United States security concerns in the Caribbean Community

Once could be chance. Twice might be coincidence. Thrice, however, seems a lot like a campaign. It was extraordinary for three high-level meetings between United States administration and Caribbean Community officials to take place in the space of only two months.

US Secretary of State Hillary Rodham Clinton’s visit to Bridgetown last week for a meeting of Caricom foreign ministers was the latest in the series. It came only a fortnight after US Attorney General Eric Holder’s one-day dialogue with Caricom ministers of national security in Washington DC. That meeting took place six weeks after US Secretary of Defence Robert Gates had gone to Barbados to confer with the seven prime ministers of the Regional Security System member states.

All three US officials claimed that their respective meetings had the same mission – promoting US President Barack Obama’s ‘Caribbean Basin Security Initiative’ that was announced at the Fifth Summit of the Americas in Trinidad and Tobago last year. But there must have been other urgent motives for the spate of hasty, high-level meetings.
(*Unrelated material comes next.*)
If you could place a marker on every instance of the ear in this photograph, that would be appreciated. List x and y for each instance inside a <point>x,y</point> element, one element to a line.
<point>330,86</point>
US administration officials said that they were alarmed by the surge in narcotics-related violence in the Caribbean and wanted to help states to combat drug-traffickers and gun-runners.  Mrs Clinton told the Bridgetown meeting that “addressing transnational security challenges in the twenty-first century requires a comprehensive approach. CBSI means working together, not only to strengthen national security forces and anti-trafficking efforts, but also focusing on broader citizen safety partnerships and social inclusion.”
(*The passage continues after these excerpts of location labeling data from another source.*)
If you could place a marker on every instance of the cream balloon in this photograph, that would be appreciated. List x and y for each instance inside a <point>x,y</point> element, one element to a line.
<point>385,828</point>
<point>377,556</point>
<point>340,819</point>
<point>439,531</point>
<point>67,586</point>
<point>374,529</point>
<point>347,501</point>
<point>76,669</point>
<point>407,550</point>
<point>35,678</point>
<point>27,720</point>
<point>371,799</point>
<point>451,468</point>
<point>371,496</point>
She is correct. There is no doubt that narco-trafficking has imported violent crime into the region and it would be wise for Caribbean mini-states to collaborate with the world’s superpower.  The recent security crisis in Jamaica surrounding the attempt to extradite the smuggler Christopher ‘Dudus’ Coke was certainly an extreme case of drug-related criminal violence. Worse, it exposed the possible involvement of senior members of the Jamaica Labour Party administration in protecting, or providing succour to, criminals.

The notorious Guyanese drug-smuggler Shaheed ‘Roger’ Khan’s trial uncovered evidence that at least one senior member of the People’s Progressive Party administration was allegedly involved in the acquisition of electronic eavesdropping equipment which came into the hands of the drug-smuggler to target his victims.

The results of Suriname’s 25 May elections were another cause for concern. The polls will almost certainly bring to power the National Democratic Party-led Mega Combinatie and the A-Combinatie. Both leaders – Desi Bouterse and Ronnie Brunswijk – have been convicted by courts in the Netherlands for drug-smuggling.

The US must be concerned that governments of Caricom states can come under the control of parties which are complicit in, or which are not fully committed to, combating the narcotics trade. The US must be concerned also about curbing the influence of Venezuela’s President Hugo Chávez and containing his Bolivarian Alternative for the Americas. Guyana’s President Bharrat Jagdeo’s grumbling about US policies and Suriname’s Colonel Desi Bouterse’s anti-American mutterings over the years must have added to US concerns about the policies of these two Caribbean Community states.

Mrs Clinton’s fleeting meeting with Caribbean foreign ministers produced yet another document – The Commitment of Bridgetown: Partnership for Prosperity and Security.  Caricom already has oodles of documents and it already has its own security plans. These are embodied especially in its 2006 Treaty on Security Assistance among CARICOM Member States and its Regional Framework for the Management of Crime and Security.

Given Caricom’s needs, the US administration could expend its time, visits and money more gainfully in helping the Caribbean Community to strengthen its existing security superstructure instead of inventing fresh ill-funded initiatives.